Puerto Rico is trying another financial strategy to finally eradicate its whopping $72 billion debt. The country has recently suggested a bond swap to some of its creditors for the almost $50 billion debt, Fox News Latino reports.

The publication reveals that the Puerto Rican government recently announced that in light of their long-standing debt, a bond swap, an overseeing authority in its finance and a restructuring deal are some of their proposals to finally erase the debt that has been leading their nation to a humanitarian crisis.

The bond swap proposal suggests that $49 billion of the total debt will be cut into two: $26.5 billion of base bonds, which includes a fixed interest rate, and $22.7 billion of growth bonds, which is payable depending on the condition of the government's revenues.

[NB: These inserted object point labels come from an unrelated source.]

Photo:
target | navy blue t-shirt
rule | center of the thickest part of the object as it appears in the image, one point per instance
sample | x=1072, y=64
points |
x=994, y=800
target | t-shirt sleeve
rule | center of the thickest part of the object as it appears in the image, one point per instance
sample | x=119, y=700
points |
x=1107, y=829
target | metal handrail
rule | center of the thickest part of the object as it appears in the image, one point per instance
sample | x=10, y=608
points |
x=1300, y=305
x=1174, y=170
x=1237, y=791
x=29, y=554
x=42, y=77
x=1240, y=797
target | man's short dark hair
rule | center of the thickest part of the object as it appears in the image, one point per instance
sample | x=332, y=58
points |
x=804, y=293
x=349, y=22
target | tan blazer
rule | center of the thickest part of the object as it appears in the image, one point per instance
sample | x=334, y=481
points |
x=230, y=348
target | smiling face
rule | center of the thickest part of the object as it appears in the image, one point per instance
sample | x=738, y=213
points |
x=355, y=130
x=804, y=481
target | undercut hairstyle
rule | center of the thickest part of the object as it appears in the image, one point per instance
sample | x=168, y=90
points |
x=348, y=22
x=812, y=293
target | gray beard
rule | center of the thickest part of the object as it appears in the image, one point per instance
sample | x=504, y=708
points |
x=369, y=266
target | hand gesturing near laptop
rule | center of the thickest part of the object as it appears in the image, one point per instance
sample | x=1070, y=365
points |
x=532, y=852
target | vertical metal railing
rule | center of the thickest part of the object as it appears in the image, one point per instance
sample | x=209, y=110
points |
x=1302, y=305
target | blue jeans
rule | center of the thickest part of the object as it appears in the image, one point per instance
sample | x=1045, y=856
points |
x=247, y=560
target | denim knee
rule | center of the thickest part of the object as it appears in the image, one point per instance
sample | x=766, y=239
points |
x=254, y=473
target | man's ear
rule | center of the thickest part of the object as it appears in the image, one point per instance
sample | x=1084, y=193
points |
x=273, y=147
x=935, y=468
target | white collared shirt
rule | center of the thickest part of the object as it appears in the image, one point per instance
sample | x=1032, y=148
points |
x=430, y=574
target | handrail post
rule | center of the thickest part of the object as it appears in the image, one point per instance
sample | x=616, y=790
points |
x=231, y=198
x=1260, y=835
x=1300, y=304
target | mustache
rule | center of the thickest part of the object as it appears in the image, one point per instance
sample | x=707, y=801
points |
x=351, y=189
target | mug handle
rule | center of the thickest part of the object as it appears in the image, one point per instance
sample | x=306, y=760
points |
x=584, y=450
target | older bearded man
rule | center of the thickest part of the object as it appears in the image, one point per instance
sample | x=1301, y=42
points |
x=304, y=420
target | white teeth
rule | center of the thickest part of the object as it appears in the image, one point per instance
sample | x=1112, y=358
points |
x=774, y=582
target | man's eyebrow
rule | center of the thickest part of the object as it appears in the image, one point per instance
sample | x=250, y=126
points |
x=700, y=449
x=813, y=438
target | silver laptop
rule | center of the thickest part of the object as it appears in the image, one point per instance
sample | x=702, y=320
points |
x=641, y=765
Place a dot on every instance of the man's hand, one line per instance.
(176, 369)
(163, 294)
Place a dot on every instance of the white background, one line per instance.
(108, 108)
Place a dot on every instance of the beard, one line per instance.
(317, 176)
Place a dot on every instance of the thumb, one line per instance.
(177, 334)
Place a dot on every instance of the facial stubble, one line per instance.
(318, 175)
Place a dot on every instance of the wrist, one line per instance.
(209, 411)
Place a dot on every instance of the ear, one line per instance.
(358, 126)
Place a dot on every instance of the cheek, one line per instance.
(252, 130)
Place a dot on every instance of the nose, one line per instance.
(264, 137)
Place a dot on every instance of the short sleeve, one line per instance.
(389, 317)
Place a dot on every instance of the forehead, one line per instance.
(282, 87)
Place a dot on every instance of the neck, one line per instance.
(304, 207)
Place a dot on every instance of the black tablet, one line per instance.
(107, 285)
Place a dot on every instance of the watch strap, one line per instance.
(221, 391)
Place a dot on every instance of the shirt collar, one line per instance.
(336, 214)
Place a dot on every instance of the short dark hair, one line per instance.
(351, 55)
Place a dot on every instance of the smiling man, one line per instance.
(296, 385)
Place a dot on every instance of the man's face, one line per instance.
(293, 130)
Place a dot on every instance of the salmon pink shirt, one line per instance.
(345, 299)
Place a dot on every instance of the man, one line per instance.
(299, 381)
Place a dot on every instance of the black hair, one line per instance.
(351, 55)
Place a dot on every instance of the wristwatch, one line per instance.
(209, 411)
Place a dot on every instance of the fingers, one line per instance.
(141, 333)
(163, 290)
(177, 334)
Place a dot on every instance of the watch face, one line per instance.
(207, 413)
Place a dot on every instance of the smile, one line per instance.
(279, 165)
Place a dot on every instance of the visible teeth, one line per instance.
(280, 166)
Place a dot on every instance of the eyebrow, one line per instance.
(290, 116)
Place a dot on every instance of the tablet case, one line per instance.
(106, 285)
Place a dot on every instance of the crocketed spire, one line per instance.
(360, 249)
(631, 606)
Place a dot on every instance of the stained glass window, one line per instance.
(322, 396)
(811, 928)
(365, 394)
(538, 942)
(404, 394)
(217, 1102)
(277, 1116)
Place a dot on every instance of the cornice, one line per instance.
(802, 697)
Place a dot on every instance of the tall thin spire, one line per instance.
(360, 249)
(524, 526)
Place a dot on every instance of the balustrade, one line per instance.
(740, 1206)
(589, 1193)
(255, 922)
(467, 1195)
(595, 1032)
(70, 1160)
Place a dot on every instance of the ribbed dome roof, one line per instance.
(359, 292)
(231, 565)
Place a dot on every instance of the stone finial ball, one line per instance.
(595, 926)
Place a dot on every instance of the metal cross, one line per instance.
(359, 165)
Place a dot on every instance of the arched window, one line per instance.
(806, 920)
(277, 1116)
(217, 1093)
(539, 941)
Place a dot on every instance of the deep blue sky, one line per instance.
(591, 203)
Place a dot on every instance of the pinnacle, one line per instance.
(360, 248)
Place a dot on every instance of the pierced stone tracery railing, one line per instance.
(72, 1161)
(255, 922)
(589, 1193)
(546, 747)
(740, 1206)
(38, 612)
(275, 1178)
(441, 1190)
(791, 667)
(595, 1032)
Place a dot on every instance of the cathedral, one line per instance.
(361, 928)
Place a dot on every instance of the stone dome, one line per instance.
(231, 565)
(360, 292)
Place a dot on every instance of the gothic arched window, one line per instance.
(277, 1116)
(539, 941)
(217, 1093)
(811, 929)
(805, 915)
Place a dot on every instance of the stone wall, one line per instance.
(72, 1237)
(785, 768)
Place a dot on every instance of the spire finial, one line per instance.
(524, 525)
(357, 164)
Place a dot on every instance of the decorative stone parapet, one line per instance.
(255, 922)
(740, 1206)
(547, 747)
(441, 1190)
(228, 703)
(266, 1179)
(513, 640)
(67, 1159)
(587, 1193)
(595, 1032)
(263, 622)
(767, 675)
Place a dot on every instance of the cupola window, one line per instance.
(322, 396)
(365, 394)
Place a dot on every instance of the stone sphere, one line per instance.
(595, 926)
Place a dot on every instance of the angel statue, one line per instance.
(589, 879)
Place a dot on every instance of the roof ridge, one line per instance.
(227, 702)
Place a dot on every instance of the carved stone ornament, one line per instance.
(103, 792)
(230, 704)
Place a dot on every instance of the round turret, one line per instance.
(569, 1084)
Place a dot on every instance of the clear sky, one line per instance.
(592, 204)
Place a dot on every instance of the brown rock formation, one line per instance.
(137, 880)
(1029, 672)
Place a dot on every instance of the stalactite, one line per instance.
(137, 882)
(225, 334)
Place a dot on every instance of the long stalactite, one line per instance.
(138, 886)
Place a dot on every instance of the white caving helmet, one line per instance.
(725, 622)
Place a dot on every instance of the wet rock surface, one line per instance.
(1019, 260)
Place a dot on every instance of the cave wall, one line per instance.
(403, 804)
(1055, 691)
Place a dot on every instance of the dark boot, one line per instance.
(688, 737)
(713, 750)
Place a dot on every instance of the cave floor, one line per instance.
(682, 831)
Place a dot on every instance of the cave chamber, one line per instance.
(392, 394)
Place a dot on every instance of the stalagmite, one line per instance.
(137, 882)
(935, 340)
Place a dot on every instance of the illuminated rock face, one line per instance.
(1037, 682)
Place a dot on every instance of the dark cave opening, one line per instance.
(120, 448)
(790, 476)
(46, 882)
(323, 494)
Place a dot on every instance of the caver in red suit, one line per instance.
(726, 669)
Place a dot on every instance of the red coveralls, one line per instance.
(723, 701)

Not only that, the island will also be urging the U.S. to oversee their finances. According to the news outlet, the U.S. House Subcommittee on Indian, Insular and Alaska Native Affairs is already looking into a federal fiscal control board in its most recent hearing.

Meanwhile, economist Gustavo Velez urged Puerto Rico to act fast before it's too late. "They have to do that now," Velez said as quoted by the news agency. "The systems are depleting at a very fast rate. They will be left without money by 2018."

However, the bond swap proposal, where bonds are sold for another set of bonds, is not very appealing for creditors, CNN Money noted. "It's frustrating, and it doesn't feel like a credible offer," a source close to major creditors told the publication.

David Tawil, President of Maglan Capital that previously owned Puerto Rican debt, is not so impressed about the restructuring deal. "I don't think this plan is going to get very far," Tawil said as quoted by the news agency. "I don't see anywhere in the capital structure to make money now."

Meanwhile, it is also worth noting that creditors do not always belong to giant corporations but are individual investors. "We encourage the commonwealth to try again and to remember that a majority of the debt is held by individual investors, many of whom are seniors and retirees," said Matthew Kandrach, a representative of Main Street Bondholders, a coalition of Puerto Rican bondholders.

The long-standing debt, which is now at nine years, has also created a serious humanitarian crisis. Since the government uses 36 percent of its revenues to pay off their debt, teachers and police officers' pay are sometimes late, the publication reports.